The interview highlighted efforts by Moscow to rehabilitate Assad and facilitate his return to the world stage. Assad has become a global pariah for his conduct during the civil war but has remained Russia's key ally in the Middle East. His regime's survival, now all but assured, is attributable largely to Russian and Iranian military and economic support.
Work is scheduled to start early next year on a new constitution for Syria ahead of UN-supervised elections. Assad won a 2014 presidential election in which voting did not take place in rebel-held areas and was boycotted by opposition groups. After almost seven years of civil war, the Syrian government is stepping up control of the country, with the planned withdrawal of US forces expected to hand back a key oil-rich region to the central authorities.

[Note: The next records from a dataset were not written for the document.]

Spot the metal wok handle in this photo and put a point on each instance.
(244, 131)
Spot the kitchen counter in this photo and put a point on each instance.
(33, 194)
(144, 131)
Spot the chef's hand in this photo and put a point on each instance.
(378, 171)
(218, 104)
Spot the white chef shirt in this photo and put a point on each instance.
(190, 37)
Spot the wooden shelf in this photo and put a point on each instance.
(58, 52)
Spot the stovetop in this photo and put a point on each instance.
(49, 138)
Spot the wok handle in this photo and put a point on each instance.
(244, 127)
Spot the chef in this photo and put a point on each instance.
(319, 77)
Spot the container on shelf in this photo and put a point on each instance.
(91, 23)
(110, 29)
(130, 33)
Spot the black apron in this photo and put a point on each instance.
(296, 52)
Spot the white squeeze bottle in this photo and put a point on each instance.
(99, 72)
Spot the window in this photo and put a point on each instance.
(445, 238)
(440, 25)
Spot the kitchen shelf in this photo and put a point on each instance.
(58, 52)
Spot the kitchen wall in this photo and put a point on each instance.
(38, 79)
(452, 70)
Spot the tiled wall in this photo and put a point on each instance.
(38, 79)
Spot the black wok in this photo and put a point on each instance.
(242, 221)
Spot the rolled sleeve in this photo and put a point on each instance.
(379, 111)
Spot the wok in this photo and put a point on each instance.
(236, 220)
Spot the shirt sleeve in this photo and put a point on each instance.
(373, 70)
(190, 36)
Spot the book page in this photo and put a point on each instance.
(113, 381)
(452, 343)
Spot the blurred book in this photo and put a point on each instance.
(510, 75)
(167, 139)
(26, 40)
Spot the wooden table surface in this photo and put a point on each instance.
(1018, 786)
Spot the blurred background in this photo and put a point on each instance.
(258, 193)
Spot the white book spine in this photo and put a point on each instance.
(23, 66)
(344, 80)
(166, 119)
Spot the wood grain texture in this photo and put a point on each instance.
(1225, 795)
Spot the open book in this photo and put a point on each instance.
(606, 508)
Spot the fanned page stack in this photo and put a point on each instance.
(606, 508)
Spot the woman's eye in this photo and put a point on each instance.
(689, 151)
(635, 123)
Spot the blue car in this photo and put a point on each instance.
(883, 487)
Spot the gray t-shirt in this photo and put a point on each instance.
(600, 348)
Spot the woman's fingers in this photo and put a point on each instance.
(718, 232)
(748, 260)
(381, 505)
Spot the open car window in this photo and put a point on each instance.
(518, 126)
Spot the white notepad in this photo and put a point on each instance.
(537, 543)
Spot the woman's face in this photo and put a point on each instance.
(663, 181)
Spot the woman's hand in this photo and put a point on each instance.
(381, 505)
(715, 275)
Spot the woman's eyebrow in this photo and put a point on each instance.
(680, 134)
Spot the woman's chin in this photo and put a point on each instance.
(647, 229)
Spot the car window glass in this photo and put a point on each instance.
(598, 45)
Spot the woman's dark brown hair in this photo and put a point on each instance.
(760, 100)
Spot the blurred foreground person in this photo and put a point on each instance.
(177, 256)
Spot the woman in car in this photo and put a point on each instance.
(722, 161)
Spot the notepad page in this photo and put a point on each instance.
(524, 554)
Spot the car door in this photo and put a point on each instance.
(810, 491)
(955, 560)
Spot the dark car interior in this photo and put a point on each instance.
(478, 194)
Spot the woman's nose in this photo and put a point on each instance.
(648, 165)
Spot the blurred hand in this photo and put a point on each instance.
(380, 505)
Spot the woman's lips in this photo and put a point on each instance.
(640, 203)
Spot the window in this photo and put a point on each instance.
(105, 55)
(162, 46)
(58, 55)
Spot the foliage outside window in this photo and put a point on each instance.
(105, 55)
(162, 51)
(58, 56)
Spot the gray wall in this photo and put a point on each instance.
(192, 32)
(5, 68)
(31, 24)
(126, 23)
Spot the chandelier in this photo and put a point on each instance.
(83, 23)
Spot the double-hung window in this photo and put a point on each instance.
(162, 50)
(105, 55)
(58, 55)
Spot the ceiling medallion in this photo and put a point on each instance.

Russia expects the Arab League, which suspended Syria’s membership in 2011, to readmit the country, said Mr Bogdanov, who is also deputy foreign minister.
“Many Arab countries have understood that this decision wasn’t thought through and even counterproductive,” he said. “It’s very important for the Syrians and Arabs to re-establish ties.”
Sudanese President Omar Al Bashir last week made the first visit by an Arab leader to Damascus since the revolt against Assad's rule began in 2011, traveling on a Russian plane, Mr Bogdanov said. That trip followed a friendly greeting between the foreign ministers of Syria and Bahrain at the United Nations in New York in September.
In October, Assad told a little-known Kuwait newspaper that he had reached a "major understanding" with Arab states following years of hostility over his killing of civilians during the civil war. His interview with Al Shahed was his first with a Gulf publication since the Syrian war began in 2011.
Turkey, which for years has demanded Assad’s ouster, said earlier this month it would consider working with the Syrian leader if he won a democratic vote.
“These are very important developments and we welcome them,” said Mr Bogdanov.
The senior Russian diplomat downplayed concerns about the growing role of Iran in Syria, saying that Iranian-backed forces would leave the country once the government re-establishes full control of all territory.
“If Syrian sovereignty and territorial unity is re-established then there will be no reason for them to be there,” he said, referring to pro-Iran militias and Iranian military forces.
Russia is also ready to mediate between Damascus and the Syrian Kurds in the northeast who have been under US protection, to allow for the return of Syrian government troops and the eventual withdrawal of Turkish forces, Mr Bogdanov said.